Would it be right, for example, to publish a special Muslim version of the Bible using ‘Allah’ instead of ‘God’? Arabic Christians and their Bibles use the word Allah to refer to God for the word Allah was the Arabic word for God long before Mohammed came on the scene. He did not introduce this word into Arabic as a revelation from God. It is the Arabic word for God or more precisely “the God”.  

Allah is not technically a name, though if there is only one God and you address him by this word, over time it becomes his de facto name. It is like the Hebrew word for man: Adam. When there was only one man and he is spoken to as “man”, Adam becomes his name.

In Arabic Bibles, ‘Allah’ is the word to use for God, but what of building bridges to English speaking Muslims by using ‘Allah’ in an English Bible?  Here are a few of the problems in this bridge building exercise.

First, Allah is not an English word, so it is no longer an English translation.

Second, it is quite unnecessary, for even Muslims know the word ‘God’ and will say to us “There is only one God and Mohammed is his prophet” instead of “There is only one Allah and Mohammed is his prophet.

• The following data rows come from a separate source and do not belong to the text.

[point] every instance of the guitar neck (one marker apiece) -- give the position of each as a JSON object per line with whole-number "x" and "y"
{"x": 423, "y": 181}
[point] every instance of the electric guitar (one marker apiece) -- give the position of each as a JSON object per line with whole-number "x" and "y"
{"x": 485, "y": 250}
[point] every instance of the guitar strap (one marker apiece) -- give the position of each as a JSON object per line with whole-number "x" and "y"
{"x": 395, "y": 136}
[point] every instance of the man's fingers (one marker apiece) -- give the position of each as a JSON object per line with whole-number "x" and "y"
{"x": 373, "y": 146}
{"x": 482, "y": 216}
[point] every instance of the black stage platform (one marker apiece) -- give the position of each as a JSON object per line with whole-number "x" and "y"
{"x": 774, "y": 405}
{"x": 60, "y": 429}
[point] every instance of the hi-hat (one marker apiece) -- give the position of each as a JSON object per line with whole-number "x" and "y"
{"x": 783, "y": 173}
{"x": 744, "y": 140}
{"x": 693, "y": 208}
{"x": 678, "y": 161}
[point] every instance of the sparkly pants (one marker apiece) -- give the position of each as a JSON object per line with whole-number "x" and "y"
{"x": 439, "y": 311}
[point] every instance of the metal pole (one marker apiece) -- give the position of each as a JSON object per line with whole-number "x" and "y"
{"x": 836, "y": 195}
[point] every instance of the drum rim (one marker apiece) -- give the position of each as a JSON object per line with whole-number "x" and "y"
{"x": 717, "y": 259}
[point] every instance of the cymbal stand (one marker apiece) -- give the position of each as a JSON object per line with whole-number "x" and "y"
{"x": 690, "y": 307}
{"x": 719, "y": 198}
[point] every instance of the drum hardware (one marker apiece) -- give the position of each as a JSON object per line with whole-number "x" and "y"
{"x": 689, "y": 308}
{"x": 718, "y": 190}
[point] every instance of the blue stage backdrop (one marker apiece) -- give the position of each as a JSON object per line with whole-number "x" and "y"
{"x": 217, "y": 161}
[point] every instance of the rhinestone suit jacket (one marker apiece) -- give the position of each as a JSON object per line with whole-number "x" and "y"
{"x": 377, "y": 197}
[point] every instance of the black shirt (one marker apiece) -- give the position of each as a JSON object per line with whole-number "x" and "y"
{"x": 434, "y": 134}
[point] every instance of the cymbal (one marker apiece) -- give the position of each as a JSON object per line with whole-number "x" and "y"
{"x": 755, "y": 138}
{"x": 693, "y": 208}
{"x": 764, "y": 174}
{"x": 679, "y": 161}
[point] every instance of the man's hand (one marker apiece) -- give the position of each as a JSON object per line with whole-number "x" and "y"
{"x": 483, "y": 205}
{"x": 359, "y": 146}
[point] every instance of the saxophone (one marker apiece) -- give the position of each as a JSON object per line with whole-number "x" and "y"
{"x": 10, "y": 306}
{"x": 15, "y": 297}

Third, there is the problem that though Islam claims to believe the Old Testament prophets, it doesn’t accept their revelation of God’s name as YHWH.  Islam has 99 names for Allah but YHWH is not one of them, even though the prophets use the name YHWH over 5000 times in the Old Testament.

Fourth, Allah has 99 names and at the same time no name, for he is not personal in the same way as YHWH. His names are his attributes and characteristics, but not his revealed person with whom we relate.

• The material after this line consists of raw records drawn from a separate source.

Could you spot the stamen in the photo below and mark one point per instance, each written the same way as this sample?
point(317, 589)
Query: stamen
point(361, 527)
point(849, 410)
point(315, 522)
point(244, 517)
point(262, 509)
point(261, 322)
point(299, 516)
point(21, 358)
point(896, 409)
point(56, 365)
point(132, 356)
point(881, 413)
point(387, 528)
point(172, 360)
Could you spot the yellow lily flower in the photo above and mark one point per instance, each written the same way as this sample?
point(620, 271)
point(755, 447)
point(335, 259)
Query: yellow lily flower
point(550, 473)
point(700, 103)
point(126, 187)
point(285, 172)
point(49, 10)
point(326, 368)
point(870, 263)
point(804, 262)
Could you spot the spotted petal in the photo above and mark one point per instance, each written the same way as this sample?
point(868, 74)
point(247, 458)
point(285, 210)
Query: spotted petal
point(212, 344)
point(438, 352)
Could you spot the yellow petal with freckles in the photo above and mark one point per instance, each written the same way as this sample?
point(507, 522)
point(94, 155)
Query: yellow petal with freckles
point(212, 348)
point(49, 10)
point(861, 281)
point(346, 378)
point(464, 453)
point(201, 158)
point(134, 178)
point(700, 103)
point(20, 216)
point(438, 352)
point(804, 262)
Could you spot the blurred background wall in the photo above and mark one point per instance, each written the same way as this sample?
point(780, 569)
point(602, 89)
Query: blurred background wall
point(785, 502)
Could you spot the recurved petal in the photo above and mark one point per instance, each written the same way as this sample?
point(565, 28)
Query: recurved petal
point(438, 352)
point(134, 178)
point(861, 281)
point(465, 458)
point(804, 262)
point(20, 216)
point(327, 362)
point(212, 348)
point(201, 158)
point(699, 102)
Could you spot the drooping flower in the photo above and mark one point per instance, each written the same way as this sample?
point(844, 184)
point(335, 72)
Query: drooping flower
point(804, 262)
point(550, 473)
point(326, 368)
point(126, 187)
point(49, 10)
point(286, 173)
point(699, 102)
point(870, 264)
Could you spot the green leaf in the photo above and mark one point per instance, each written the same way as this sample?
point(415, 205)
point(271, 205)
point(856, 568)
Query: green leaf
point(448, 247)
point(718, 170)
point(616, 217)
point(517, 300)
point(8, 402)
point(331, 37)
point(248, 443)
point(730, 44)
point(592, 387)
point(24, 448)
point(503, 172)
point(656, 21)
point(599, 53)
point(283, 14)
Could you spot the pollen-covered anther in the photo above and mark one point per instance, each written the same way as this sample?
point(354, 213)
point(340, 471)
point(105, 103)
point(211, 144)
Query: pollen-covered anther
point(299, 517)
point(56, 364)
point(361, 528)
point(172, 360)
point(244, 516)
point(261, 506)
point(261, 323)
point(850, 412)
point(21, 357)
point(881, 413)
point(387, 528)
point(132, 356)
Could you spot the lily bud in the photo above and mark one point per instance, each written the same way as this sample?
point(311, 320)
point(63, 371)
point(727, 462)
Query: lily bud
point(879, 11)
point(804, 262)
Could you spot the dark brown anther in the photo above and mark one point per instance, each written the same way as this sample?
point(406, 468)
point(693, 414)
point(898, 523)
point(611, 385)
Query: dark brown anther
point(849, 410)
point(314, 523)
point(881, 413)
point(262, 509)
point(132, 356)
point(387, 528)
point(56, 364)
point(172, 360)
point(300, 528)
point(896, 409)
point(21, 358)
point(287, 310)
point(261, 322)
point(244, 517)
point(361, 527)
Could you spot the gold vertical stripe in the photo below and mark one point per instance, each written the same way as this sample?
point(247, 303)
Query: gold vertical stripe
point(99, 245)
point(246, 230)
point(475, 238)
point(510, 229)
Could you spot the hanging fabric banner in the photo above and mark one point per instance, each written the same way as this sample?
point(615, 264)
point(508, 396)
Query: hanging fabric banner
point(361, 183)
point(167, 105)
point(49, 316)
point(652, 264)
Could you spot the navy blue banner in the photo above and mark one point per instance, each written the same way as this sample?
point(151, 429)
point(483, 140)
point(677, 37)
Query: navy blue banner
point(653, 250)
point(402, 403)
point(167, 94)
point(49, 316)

Fifth, the name Yahweh reveals God’s glorious mercy and justice in Exodus 34, which is completely different to Allah’s concept of mercy without justice.

Sixth, there is the problem that a Muslim invests into the word ‘Allah’ everything he believes about God – both the right (he is the creator) and the wrong (he has no Son). He also invests into this word his submission and his association with Mohammed. Putting ‘Allah’ into the English Bible will not help his understanding.

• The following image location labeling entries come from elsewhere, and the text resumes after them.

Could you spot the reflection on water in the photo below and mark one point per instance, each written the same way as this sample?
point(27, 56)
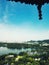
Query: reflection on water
point(5, 50)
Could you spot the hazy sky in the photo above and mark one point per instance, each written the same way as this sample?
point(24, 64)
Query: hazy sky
point(20, 22)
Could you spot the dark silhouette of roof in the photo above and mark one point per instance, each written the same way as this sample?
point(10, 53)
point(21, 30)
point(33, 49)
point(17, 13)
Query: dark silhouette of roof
point(38, 3)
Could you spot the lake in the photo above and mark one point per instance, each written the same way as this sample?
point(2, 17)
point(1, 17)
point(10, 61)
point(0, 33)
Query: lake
point(5, 50)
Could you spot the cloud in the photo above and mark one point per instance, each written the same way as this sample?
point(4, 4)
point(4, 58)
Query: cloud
point(10, 33)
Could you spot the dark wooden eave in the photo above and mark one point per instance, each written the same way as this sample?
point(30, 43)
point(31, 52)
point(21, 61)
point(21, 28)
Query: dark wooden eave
point(39, 4)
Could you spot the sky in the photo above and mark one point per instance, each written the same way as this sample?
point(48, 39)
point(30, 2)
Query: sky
point(20, 22)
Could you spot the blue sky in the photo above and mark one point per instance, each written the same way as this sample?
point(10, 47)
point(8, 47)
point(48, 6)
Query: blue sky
point(20, 22)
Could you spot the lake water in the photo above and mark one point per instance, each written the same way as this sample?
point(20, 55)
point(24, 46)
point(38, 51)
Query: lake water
point(5, 50)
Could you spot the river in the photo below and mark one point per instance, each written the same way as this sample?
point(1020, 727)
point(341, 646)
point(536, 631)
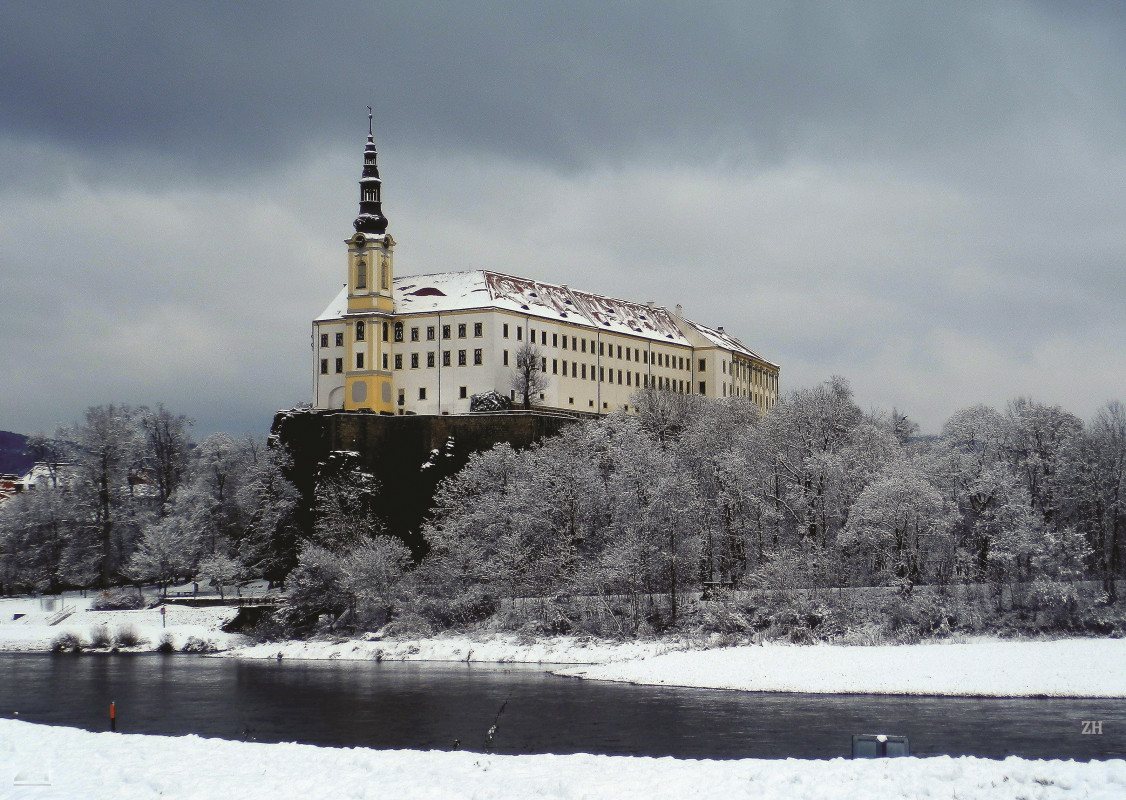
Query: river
point(438, 705)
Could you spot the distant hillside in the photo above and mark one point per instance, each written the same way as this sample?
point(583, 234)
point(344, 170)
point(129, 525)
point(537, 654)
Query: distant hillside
point(14, 458)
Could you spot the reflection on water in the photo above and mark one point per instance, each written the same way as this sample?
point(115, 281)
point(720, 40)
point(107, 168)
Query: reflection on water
point(430, 705)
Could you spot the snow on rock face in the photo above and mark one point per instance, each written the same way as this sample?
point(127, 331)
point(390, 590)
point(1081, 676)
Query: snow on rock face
point(70, 763)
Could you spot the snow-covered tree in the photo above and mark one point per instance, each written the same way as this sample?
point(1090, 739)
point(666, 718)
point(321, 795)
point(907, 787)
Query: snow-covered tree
point(528, 378)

Seventh, Islam’s bridge to us is that we have the same God but we have a defective understanding. But it is not our bridge to them, for they do not have the same God. It is more than Allah is not a father – it is unmistakably and unambiguously revealed that Allah is neither begotten nor begetting. Allah did not and would not create anything in his image – that would be “shirk”. Jesus is the image of the invisible God and the Son of the Father. To deny the Son is to deny the Father (1 John 2:23).

We are created in God’s image and reborn as his children. Muslims at best are loved slaves of Allah but never sons of the Father God – because their God is different to ours.  Muslims don’t know Allah as YHWH.